SYMPTOMS OF DYSGEUSIA
Taste is usually metallic, occasionally with smell being the only symptom.
PERSISTENCE OF DYSGEUSIA
If due to gum disease, dental plaque, temporary medication, influenza; Dysgeusia should disappear once the cause is removed.
If lesions exist in the taste path, or nerves are damaged, Dysgeusia may be permanent.
- Study over taste, swallowing, salivation, oral pain, chewing, previous ear infections (sometimes hearing problems), oral hygiene, and stomach problems.
- Tests for diseases like Diabetes Mellitus, Hypothyroidism, or Cancer.
- Examination of tongue and the oral cavity, inspection of ear canal.
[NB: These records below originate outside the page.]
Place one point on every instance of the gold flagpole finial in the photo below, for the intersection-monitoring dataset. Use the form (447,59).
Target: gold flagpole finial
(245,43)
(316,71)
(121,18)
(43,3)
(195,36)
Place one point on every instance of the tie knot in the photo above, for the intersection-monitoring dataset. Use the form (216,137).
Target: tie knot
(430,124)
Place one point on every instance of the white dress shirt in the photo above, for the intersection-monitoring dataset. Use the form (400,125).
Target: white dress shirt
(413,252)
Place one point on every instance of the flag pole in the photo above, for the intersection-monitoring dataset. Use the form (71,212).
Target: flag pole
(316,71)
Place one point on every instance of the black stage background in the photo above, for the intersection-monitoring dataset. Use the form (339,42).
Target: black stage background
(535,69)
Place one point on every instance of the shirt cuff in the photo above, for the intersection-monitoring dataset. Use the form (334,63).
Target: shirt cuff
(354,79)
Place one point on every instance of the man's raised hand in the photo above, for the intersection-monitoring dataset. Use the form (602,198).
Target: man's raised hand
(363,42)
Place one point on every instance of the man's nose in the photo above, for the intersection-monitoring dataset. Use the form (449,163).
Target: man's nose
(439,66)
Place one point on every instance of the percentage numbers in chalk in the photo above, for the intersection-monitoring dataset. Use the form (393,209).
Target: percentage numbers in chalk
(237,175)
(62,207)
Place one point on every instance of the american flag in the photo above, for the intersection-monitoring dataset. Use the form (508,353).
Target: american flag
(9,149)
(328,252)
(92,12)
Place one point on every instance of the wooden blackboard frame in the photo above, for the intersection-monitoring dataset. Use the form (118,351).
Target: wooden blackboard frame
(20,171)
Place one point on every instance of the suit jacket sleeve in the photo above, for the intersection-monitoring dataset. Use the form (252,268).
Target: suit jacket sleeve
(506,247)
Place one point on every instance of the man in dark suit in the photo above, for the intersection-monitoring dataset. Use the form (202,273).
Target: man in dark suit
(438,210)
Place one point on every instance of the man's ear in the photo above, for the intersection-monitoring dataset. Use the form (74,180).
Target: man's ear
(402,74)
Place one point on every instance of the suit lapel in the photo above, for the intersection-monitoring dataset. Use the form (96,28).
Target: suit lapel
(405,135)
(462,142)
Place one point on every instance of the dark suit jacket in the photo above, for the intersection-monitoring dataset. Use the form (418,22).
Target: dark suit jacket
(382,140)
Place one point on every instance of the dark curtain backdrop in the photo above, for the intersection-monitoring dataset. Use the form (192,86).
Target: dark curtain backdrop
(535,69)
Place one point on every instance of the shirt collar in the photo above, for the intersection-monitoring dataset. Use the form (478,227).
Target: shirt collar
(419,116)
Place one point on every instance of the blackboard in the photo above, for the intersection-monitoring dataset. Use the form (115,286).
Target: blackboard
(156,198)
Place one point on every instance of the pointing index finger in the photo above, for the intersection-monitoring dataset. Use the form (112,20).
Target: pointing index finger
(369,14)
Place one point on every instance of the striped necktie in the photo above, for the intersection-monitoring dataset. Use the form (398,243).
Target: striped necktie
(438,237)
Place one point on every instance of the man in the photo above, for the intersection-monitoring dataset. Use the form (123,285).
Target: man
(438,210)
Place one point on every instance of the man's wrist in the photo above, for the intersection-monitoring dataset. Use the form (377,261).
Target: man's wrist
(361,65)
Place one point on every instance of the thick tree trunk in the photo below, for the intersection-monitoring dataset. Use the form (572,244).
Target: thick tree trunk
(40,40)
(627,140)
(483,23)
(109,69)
- Chemotherapy : antineoplastic chemotherapy is a major cause.
- Zinc Deficiency
- Medicines/Drugs affecting taste : There are different drugs which can cause Dysgeusia
Idiopathic (disease with no clear cause) Dysgeusia is very common. Factors include gastric reflux, lead poisoning, and diabetes mellitus. Certain pesticides damage the taste buds and nerves of the mouth.
- Artificial Saliva and Pilocarpine : Stimulates the salivary glands to actively produce saliva.
- Zinc supplementation (Zinc Gluconate), Zinc infusion in Chemotherapy
Altering Drug Therapy
- Eprosartan : To reverse the effect of drugs that may have caused Dysgeusia.
- Alpha Lipoic Acid (ALA) : It is an antioxidant made naturally by human cells, and has been proven effective in the treatment of Burning Mouth Syndrome and Dysgeusia.
- Use non-metallic silverware
- Avoid bitter tasting foods
- Eat foods high in protein
- Frequently brushing teeth and utilizing mouthwash
- An altered taste may reduce food intake (anorexia-loss of appetite) leading to weight loss, or malnutrition, or decline in health.
- Caution to be taken when adding sugar and salt to food, and not to over-add to compensate for their lack of taste.
- Elderly are more at risk since they are often on multiple medications.
- In patients undergoing chemotherapy, taste distortions can often be severe.